Pendant deux jours et deux nuits, nous avons projeté le film (qu’ils connaissaient déjà bien). Je crois pouvoir dire, sans rien retirer au mérite des musiciens, que pendant ces deux jours, j’ai continué à faire de la mise en scène. Je leur indiquais les endroits où je voulais de la musique et ceux où je voulais des silences. En tout cas la qualité de la musique leur revient entièrement. À mon sens, la réussite est totale car ce n’est pas de la musique plaquée, c’est de la musique intégrée au film.

JC : À un moment, quand le patron parle, dans le même temps la musique s’amplifie. On devine ce qu’il dit, mais on ne le comprend plus.

Ph. C. : C’est voulu. Quand ce type de sonorité intervient, j’ai voulu faire comprendre que le jeune garçon commençait à ressentir la tentation du suicide qui montait en lui. Sa fragilité, son agressivité impuissante sont rendues par cette expression musicale. Elle revient d’ailleurs à plusieurs reprises, par exemple quand il jette la bouteille sur le type qui le regarde par la fenêtre, quand il est dans le restaurant, ou quand il manque de se faire écraser par un camion.
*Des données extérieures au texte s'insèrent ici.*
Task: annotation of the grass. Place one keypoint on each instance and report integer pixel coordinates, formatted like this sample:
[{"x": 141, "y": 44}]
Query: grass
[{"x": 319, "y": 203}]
Propos recueillis par Gérard Lionet
Cannes, mai 1974.
Jeune Cinéma n°80, juillet-août 1974


La Coupe à dix francs. Réal, sc : Philippe Condroyer ; ph : Jean-Jacques Rochut ; mont : Marie-Claude Carliez ; mu : Anthony Braxton, Antoine Duhamel & François Méchali. Int : Didier Sauvegrain, Roseline Vuillaume, Alain Noël, Jean-Pierre Frescaline, Marius Balbinot, Jean-François Dupas, Dominique Lavanant (France, 1974, 100 mn).